Quote of the Day:

The ongoing health-care circus in Washington may seem to be full of sound and fury, signifying nothing. But it’s really about who should control some of the most personal and important decisions in a person’s life — millions of individual consumers or the government bureaucracy.

–Michael Tanner in this morning's New York Post

The so-called "skinny" repeal of ObamaCare failed last night because three Republican senators would not vote for it–but here's something to think about: if Republicans can't come together on where health-care reform should go, it is likely that Democrats would be able to do so.

Democrats, unlike the Republicans, are team players and they are also moving towards a new orthodoxy on health-care reform: single-payer.

As Michael Tanner points out this morning in the New York Post,  support of single-payer has gained support in the Democratic Party since the 2016 election:

Democrats, in fact, have moved far to the left on health care. In the 2016 presidential primaries, Bernie Sanders proposed “Medicare for All.” Most Democrats, including Hillary Clinton, distanced themselves from the idea. Today, the idea of “single-payer” health care is rapidly becoming part of Democratic orthodoxy.

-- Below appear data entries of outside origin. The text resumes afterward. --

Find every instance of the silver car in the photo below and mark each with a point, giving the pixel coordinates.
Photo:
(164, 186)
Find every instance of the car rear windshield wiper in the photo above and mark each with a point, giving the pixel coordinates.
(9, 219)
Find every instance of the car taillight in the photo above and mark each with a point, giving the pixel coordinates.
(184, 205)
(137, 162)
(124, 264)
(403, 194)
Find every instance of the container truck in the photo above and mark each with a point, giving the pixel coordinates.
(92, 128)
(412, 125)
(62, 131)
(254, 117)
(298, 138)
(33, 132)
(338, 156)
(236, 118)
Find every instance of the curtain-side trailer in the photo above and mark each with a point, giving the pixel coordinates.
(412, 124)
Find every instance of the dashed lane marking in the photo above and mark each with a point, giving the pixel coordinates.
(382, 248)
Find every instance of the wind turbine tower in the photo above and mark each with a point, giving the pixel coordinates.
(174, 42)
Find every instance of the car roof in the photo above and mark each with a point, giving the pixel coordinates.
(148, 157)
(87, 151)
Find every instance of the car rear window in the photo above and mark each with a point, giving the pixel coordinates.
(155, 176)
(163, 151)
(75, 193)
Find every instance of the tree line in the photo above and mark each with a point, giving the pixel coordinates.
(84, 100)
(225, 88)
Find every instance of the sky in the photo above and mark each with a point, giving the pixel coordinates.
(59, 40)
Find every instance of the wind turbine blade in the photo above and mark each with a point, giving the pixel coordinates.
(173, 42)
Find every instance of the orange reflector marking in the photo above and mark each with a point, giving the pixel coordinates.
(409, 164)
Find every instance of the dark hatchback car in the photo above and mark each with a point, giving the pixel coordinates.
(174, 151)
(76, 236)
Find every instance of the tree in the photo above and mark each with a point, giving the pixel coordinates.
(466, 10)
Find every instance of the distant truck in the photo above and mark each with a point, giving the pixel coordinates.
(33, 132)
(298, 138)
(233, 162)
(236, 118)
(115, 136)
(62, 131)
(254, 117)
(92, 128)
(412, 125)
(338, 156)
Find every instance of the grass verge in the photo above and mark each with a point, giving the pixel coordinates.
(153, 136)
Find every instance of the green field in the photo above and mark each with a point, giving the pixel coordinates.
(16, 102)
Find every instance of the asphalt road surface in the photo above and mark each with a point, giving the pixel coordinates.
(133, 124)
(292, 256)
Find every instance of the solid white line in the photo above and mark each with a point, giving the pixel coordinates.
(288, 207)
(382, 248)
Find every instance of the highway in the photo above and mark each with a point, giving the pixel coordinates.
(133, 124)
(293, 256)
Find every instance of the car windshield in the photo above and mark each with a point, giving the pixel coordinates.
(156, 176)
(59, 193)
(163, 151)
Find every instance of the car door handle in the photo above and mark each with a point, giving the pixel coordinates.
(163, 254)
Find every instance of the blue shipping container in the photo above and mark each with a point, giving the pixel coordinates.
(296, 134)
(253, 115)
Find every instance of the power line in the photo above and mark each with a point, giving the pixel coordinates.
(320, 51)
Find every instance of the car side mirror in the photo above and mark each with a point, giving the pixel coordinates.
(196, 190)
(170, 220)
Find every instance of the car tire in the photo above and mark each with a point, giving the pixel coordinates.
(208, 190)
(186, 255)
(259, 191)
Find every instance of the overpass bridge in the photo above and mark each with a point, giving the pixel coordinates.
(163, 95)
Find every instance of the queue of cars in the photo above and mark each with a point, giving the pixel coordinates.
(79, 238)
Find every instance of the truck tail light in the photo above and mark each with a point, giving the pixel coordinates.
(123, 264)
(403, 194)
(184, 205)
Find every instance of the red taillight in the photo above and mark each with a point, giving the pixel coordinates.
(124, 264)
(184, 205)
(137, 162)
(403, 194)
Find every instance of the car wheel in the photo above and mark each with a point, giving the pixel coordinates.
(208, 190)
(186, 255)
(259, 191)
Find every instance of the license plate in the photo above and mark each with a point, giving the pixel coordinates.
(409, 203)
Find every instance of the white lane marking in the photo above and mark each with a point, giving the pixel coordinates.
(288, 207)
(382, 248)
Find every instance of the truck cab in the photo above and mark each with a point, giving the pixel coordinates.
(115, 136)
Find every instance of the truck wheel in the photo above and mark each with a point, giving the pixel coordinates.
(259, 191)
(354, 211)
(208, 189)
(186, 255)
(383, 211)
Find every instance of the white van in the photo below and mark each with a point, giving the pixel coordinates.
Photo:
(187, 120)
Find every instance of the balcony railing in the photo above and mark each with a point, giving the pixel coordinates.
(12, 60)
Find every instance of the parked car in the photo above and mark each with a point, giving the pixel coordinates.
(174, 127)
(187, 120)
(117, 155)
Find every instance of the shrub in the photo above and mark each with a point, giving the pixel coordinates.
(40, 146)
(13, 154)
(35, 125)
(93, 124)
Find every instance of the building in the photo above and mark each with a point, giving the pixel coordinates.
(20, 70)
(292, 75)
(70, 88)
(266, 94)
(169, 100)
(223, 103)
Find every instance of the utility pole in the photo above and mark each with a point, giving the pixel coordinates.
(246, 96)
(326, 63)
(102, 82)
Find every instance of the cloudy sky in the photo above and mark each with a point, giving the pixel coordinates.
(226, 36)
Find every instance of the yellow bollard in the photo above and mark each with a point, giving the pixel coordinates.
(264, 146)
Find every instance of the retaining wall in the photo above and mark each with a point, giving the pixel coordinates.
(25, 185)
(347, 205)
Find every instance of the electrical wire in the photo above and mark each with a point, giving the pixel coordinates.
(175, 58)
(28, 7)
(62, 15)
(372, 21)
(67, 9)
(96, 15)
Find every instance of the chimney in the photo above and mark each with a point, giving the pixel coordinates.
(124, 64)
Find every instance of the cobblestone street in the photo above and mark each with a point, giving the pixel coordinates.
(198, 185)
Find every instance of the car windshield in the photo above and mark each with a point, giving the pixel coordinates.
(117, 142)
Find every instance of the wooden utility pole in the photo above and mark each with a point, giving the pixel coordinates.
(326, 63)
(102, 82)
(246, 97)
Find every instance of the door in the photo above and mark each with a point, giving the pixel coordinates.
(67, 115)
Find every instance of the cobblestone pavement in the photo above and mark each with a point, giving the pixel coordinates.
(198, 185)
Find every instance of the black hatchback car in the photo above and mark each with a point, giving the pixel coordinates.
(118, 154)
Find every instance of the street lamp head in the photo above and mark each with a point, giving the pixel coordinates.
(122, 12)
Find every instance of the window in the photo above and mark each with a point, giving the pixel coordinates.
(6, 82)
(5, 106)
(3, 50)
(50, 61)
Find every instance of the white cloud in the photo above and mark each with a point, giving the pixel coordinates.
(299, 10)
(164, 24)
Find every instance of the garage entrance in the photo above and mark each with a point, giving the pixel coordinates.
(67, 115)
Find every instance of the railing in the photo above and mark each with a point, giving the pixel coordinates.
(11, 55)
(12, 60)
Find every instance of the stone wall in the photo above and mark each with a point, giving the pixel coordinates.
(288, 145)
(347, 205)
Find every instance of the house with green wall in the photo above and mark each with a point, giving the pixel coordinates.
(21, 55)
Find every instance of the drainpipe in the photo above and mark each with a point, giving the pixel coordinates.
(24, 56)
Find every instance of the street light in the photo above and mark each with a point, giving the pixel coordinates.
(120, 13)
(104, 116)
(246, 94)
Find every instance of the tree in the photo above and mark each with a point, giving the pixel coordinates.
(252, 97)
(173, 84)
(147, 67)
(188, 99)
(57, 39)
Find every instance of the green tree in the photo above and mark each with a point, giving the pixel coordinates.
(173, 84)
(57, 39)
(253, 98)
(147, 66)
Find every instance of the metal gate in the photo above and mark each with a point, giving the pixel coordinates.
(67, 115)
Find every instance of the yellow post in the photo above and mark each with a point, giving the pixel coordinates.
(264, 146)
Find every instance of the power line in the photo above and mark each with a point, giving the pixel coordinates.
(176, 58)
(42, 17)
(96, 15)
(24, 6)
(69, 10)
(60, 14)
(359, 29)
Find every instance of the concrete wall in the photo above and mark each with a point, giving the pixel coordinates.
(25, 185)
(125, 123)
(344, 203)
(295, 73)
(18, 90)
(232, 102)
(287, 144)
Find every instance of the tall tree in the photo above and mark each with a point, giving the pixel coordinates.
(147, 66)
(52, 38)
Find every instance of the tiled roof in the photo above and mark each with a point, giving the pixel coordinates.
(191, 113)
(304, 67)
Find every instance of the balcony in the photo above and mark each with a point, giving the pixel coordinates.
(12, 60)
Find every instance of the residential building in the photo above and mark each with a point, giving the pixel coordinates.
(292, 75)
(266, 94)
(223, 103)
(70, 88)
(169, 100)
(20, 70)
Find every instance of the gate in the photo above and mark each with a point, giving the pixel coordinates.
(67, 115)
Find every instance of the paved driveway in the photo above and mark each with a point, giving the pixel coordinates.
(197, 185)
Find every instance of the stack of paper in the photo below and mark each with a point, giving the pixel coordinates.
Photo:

Just last weekend, New York Sen. Kirsten Gillibrand told The Wall Street Journal that she now supports a single-payer system. And her colleague, Senate Minority Leader Chuck Schumer, declared “single-payer is on the table” for Democrats. Sanders may have lost the battle for his party’s nomination, but he is clearly winning the war over its future direction.

Tanner cites a recent Pew poll that found that only a third of Americans want single-payer.(Democrats support it by 52 percent and liberal Democrats by 64 percent.) While these numbers aren't overwhelming in favor of single-payer, Pew found that support for single-payer is growing and that this increased support is "driven by Democrats."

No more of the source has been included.